How do you tell what is good quality therapy for a child with a disability, mental illness, and/or behavior problems? This system is not perfect; however, it is based on extensive research and can be used as a GUIDE for evaluating treatment options as well as evaluating the quality of treatment being provided.

The program will be strength based. While this does not mean that the program ignores deficits or problems, the primary focus will be strengths. Safety should always come first; however, is the long term and clear emphasis on increasing appropriate behavior?
Providing a best practice, research documented and peer verified approach that matches the disability, disorder, issue, and individual situation for your child i.e. PLAY, Lovaas, ABA. Does the provider provide a well researched, developmentally appropriate, and best practice intervention that is known to provide best outcomes for a child of (age of your child) and (disability, condition, or diagnosis of your child)? They should be able to tell you exactly what intervention they are providing and provide you with the research to back it up. If they can not, they should have a very good explanation of why they can not.
When therapy is integrated into yours and the child's typical routines, more really is better. Are you an integral part of the therapy, are you being taught things that you can do to support therapy and is there follow-up to see how well you are doing and what you might do differently to adjust for better results for your child? Are you listened to as a partner and an expert on your child? Does therapy support and promote inclusion in typical healthy productive routines that your child's peers are involved with i.e. 4-H, scouting, school activities, church activities etc.?
I.E. Speech, Physical Therapy, Occupational Therapy, or other type of specialist. Is there a global approach to your child? This does not mean that the other therapists have to be providing direct therapy. Sometimes this can be only for consultation and evaluation. This is not essential for every child but the need should be explored through the Functional Analysis or Behavior. Is this occurring or has it been thoroughly explored?

Is there both communication and an integration or support of services being provided by other professionals. Does the therapist working with your child, collaborate with and integrate suggestions provided by other therapists?

Evidence that the child is making significant progress with the existing therapies. (May include maintenance for certain degenerative syndromes.) Can you easily recognize significant achievements made by your child, that were written as specific goals or objectives on your child's plan.

Quality and appropriate (including developmentally) Measurable Behavioral Objectives. Does your child's plan contain objectives that are so clear and concise that you know exactly what your child is to do and when your child is to do it? Do you also clearly understand when your child will have achieved this objective?

Quality and appropriate (including developmentally) Functional Outcomes.
Are the outcomes and goals on your child's plan something that s/he will be able to use as a part of his or her normal routine? Is this a skill that you would teach a typically developing child? Is s/he learning something that s/he could possibly use if s/he were living on his or her own?

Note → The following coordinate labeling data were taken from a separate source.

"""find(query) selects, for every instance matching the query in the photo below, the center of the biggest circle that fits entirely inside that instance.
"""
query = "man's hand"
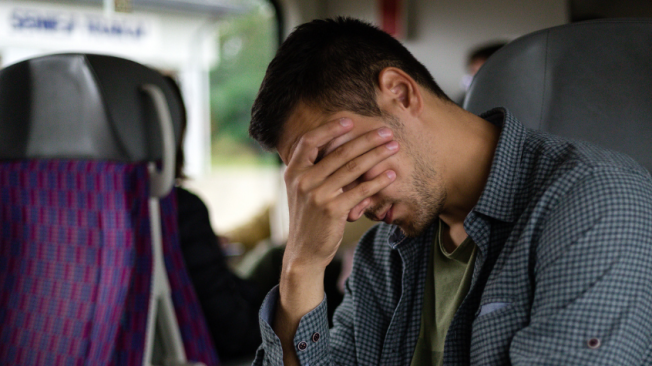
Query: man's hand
(322, 197)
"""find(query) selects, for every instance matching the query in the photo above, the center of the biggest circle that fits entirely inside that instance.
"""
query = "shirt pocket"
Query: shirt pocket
(495, 324)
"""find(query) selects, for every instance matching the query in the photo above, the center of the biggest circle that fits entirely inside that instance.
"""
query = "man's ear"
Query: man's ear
(399, 90)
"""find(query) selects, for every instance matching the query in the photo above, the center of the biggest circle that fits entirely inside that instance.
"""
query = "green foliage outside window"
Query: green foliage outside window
(247, 45)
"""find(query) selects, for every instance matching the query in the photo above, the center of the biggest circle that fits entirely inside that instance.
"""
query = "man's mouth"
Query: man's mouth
(386, 216)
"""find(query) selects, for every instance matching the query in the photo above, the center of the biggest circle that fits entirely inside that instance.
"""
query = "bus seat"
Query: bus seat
(87, 270)
(588, 81)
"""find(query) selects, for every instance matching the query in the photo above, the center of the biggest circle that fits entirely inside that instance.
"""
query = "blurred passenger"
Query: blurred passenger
(477, 57)
(230, 304)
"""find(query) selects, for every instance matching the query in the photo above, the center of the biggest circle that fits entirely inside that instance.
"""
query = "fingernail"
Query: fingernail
(384, 132)
(392, 145)
(346, 122)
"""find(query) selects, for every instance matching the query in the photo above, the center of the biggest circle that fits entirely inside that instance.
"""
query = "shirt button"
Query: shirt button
(301, 346)
(315, 337)
(594, 343)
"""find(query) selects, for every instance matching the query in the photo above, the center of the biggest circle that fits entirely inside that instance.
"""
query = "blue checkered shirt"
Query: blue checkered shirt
(563, 274)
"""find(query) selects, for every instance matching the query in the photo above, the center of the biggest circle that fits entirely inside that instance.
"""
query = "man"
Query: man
(500, 245)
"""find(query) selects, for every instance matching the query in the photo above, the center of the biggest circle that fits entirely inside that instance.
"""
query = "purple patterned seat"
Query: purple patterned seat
(71, 232)
(194, 330)
(87, 225)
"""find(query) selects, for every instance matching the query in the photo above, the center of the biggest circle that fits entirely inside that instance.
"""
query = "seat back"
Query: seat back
(79, 212)
(588, 81)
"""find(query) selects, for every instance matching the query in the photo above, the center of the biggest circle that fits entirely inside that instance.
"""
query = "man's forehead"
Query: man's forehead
(302, 120)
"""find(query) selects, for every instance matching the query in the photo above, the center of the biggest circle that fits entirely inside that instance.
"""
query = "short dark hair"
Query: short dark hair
(332, 65)
(485, 51)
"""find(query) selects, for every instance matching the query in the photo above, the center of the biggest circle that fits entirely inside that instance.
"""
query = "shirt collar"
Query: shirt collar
(497, 198)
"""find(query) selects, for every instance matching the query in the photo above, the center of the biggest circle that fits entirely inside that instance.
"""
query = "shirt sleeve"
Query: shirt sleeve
(311, 340)
(592, 287)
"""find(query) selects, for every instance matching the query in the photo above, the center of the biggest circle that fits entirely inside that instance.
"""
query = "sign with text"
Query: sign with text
(85, 29)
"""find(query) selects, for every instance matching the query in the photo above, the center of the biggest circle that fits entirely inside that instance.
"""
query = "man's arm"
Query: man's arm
(322, 197)
(593, 277)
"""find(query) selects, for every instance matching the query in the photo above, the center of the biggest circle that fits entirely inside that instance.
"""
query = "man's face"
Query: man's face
(413, 200)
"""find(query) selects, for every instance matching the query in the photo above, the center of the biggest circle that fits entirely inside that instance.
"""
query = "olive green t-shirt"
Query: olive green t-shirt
(448, 282)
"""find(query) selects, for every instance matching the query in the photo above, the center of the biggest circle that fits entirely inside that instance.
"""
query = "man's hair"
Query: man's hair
(485, 51)
(331, 65)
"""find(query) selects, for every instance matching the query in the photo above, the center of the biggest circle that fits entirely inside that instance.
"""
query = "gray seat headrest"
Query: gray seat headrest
(82, 107)
(589, 81)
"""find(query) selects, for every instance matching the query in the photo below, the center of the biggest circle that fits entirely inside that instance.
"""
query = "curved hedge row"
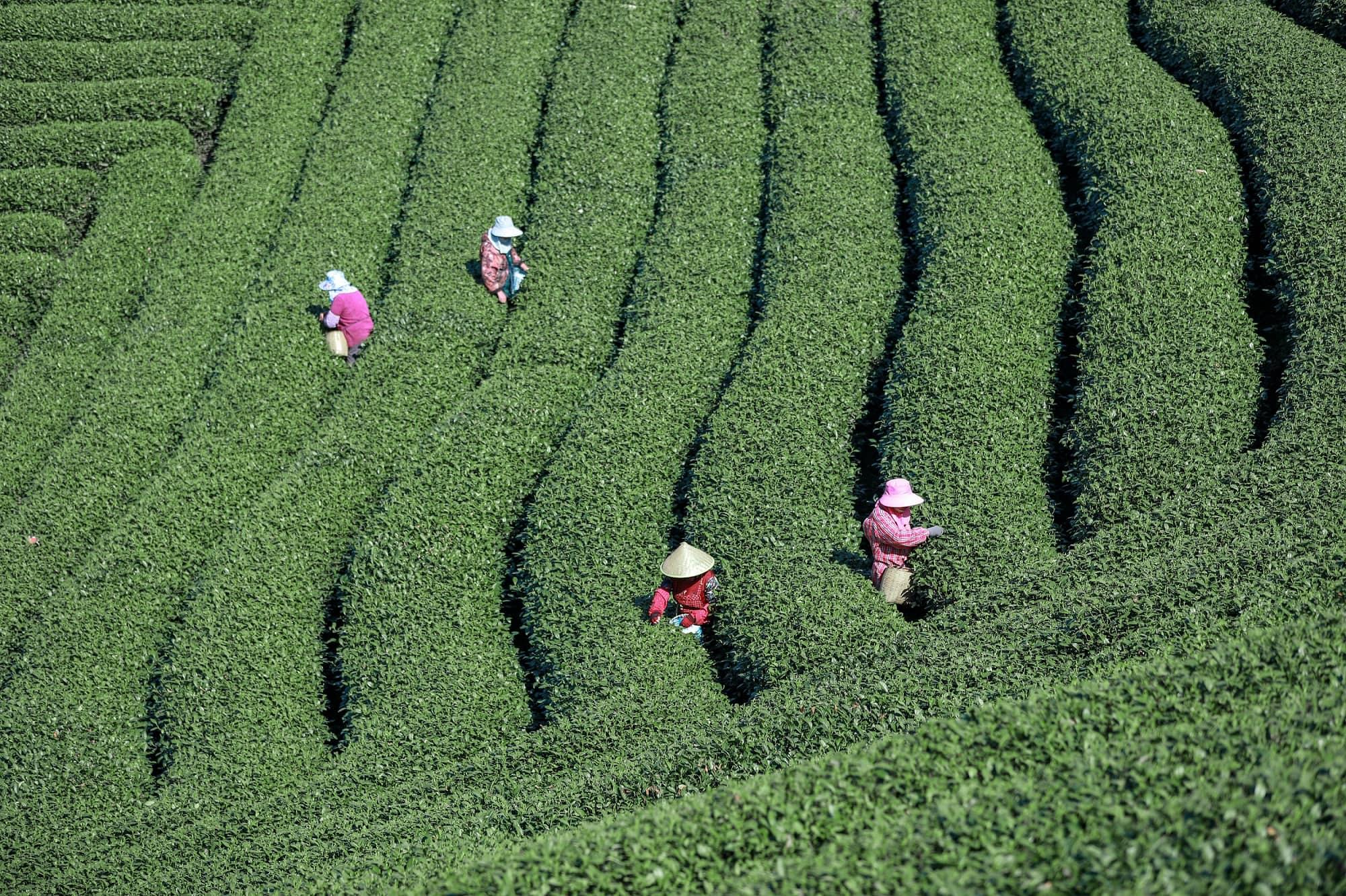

For some interventions and disabilities this would include the first three years of life; however if Best Practice is provided can extend through age 8 or 9. (This does not mean that treatment is not important for older children, it is. It does mean that early intervention is crucial if at all possible. This is partially because of what we know about brain development.
Some other crucial times can be times of transition, including between schools, moving, family transitions, puberty etc.
Is therapy being provided at a crucial time period and if not, does the therapist acknowledge and understand the importance of these periods and is s/he prepared with a transition plan for these periods?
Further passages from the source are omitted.